How long until Heretic knows? Maybe he already knows.

He came to the seventh floor. Saw that his apartment door was open a crack. Which drove Duncan Shriek from his mind and brought Stark back. Stark and Bosun. Unless it was Sintra?

Would she have left the door open?

Strange, how calm he felt. Had he played out the scenario of intruder in his mind too often to be surprised?

Finch placed the two books on the floor. Took out his Lewden Special and released the safety. Nudged the door wider. Saw the gray and black silhouettes of his living room furniture, the kitchen beyond, and the window directly ahead of him.
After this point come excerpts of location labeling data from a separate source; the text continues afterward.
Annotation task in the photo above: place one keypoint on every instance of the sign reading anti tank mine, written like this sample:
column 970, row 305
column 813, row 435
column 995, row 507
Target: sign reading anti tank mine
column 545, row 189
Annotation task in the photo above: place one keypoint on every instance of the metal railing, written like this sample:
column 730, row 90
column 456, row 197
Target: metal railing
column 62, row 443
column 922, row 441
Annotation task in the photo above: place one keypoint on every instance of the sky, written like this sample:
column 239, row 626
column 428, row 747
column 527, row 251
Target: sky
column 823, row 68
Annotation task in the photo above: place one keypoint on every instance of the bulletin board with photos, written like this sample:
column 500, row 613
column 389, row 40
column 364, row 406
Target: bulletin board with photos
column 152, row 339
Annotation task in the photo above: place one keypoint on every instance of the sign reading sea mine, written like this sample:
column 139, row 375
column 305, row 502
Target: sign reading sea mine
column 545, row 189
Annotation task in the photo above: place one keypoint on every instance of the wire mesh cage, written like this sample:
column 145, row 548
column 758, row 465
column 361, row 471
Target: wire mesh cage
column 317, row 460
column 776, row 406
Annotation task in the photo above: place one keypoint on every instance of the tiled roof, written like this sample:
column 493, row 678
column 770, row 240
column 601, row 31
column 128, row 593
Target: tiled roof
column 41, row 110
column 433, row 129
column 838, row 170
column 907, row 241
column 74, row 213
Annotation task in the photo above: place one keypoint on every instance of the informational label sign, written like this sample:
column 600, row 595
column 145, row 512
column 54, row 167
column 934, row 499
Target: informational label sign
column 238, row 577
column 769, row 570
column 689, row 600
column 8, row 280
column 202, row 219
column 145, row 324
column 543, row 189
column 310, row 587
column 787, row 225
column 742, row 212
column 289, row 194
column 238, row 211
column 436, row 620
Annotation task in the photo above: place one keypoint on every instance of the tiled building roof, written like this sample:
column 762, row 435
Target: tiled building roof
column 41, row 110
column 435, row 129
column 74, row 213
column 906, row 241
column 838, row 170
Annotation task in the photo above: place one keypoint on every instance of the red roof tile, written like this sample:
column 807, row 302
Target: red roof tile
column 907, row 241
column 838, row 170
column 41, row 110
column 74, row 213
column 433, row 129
A hazy green-white light came from outside.

No one there.

No sign of anyone having been there.

Maybe they’d already left.

Maybe he’d forgotten to close the door. Not likely.

Slowly, Finch entered, sighting along the gun’s barrel. Still felt like ice water ran through his veins. Saw even the darkness in preternatural detail.

Stood to the left of the window. In the shadow of bookcases. Listening. Heard someone breathing in the next room. Someone moving around. What if it is Sintra?

Decided to wait there. Let whoever it was come out into the living room. Now, finally, his heart pounded. Images of mistakes flashed through his head. Of Sintra with a bullet hole through her forehead. Or Wyte.

The bedroom door opened. Out came a shadow. Finch couldn’t see the face. Couldn’t see a weapon, either.

“I’ve got a gun. Stay where you are, or I’ll shoot,” Finch said.

The shadow stopped, quick glance toward him. Then ran for the window.